Will efficacy or effectiveness standards be traded-off in the rush for a vaccine? Dr Steven Wooding, Affiliated Researcher at the Bennett Institute and Prof Stephen Hanney, Brunel University London, suggest the research policy question will be: having done it once, could it ever be sensible to pursue such accelerations for other therapies or vaccines?

Modern medicine has made remarkable progress – but takes its time. Each week newspapers cover scientific breakthroughs that will revolutionise health, but looking back, such research often takes years to appear in the clinic. We, and others, have estimated it takes, on average, 17 years for research to progress from lab to clinic. In the midst of a pandemic this is not cheery news. So we asked whether SARS-CoV-2 vaccine development might be quicker.
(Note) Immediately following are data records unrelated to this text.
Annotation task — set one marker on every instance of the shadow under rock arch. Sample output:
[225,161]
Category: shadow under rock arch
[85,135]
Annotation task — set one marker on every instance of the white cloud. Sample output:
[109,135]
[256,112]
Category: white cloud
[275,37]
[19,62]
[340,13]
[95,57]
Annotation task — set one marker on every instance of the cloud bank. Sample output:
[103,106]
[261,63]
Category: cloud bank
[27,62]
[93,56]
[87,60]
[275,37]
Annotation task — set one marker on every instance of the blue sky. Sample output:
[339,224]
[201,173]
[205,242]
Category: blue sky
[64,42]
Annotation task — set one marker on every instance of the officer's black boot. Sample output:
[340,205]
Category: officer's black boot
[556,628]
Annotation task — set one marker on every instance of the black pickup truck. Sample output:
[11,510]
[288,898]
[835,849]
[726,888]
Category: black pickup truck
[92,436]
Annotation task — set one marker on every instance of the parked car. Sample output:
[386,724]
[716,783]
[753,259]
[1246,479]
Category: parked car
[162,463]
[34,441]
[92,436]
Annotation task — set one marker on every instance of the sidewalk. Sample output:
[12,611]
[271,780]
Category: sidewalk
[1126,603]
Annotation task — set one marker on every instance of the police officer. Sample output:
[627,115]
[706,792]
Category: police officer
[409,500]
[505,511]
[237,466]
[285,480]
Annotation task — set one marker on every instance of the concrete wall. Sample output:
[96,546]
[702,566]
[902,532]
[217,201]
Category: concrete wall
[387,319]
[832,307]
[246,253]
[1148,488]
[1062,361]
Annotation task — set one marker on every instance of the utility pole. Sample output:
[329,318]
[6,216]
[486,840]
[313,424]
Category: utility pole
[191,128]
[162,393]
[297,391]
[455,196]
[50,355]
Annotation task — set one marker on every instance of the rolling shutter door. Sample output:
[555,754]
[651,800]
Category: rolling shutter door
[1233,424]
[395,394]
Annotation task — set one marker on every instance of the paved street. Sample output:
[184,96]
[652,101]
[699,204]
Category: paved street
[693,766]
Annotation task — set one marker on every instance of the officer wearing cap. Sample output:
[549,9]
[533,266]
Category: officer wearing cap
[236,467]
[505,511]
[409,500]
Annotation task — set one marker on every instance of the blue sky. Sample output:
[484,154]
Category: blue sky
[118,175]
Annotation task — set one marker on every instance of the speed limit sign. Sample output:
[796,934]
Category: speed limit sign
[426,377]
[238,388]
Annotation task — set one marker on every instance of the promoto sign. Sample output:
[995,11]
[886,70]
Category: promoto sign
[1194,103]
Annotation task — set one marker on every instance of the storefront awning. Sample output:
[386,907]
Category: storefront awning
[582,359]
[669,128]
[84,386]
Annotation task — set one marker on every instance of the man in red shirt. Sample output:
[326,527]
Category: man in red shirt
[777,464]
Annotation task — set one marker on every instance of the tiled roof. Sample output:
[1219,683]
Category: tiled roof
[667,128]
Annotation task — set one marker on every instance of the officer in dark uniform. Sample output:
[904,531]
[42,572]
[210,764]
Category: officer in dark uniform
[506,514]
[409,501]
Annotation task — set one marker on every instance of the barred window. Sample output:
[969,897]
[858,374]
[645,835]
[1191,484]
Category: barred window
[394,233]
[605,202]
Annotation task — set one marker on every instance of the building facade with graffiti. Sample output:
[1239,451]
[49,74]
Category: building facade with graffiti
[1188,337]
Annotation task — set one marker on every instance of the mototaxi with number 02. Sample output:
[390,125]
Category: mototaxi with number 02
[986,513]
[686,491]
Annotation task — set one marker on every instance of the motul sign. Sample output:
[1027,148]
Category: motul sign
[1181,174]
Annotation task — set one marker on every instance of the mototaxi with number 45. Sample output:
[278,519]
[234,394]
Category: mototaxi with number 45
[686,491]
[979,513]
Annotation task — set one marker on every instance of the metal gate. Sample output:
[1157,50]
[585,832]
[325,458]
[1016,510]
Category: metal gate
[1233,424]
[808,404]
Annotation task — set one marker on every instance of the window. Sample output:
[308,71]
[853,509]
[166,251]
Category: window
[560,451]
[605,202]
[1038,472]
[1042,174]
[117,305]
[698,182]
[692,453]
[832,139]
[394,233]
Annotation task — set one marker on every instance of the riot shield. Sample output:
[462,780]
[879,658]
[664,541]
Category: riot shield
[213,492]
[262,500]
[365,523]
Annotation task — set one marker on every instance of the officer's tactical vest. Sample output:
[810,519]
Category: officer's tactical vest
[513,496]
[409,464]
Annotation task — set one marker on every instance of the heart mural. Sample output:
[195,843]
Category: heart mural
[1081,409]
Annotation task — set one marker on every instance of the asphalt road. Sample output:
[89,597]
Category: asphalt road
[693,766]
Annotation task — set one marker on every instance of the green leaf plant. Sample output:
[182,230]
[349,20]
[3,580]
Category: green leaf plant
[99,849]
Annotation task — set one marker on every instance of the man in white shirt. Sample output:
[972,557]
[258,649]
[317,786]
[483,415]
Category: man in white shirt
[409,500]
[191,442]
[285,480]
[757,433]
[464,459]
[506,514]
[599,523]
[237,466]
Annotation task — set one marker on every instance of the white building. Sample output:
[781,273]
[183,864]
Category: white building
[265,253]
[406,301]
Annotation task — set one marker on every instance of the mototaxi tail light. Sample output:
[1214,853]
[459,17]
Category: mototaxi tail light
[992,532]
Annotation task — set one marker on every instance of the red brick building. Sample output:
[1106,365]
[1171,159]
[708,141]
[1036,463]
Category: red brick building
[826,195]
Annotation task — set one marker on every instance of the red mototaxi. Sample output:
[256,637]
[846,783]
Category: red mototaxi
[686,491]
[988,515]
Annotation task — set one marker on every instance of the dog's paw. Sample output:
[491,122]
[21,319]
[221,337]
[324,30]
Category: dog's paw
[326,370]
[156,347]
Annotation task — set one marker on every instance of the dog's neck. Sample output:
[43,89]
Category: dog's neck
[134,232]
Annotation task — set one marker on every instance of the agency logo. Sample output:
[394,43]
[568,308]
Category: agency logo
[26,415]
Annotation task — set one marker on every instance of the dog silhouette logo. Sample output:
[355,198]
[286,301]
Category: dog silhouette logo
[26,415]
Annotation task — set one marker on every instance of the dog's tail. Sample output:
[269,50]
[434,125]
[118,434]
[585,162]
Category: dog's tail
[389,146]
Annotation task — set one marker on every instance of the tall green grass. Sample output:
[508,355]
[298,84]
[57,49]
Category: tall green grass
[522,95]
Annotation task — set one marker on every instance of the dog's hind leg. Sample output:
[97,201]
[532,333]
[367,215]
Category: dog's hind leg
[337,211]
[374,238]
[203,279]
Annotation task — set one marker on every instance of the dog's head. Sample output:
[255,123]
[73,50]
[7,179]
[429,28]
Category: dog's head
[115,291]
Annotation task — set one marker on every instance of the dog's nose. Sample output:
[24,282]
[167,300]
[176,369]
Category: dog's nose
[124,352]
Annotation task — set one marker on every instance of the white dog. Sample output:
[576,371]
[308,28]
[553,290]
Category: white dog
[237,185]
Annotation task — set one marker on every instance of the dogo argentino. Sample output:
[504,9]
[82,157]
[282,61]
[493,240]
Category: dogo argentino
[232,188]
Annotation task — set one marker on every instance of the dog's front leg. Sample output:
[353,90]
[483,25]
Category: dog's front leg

For a decade we, and our colleagues, have been studying stories of drug and therapy development. Looking at what speeds up, or slows down, the journey to the clinic. We’ve explored the journeys from lab to clinic and developed a framework that represents the journey as a series of ‘tracks’. There are four groups of tracks (see Fig 1)  –  discovery research tracks; human research and research review tracks; clinical and health service/public policy development tracks; and finally a clinical practice track.

The journey proceeds along a track – for example, in the research track, studies build on one another. Every so often the journey jumps the rails and shifts tracks – for example: promising therapies move from the discovery research track into the human (clinical) track. Our framework emphasises how work can happen in parallel on different tracks – indeed it illustrates a situation with extensive overlap, more similar to what we are seeing in SARS-CoV-2 vaccine development than what we saw in our previous stories.

The race for a SARS-Cov-2 Vaccine – how could 17 years be squeezed in to 17 months?

Taking this framework we asked if SARS-CoV-2 vaccine development could turn the 17 year average into 17 months; and whether we can learn things from SARS-CoV-2 vaccine development to accelerate medical research in a post-pandemic world.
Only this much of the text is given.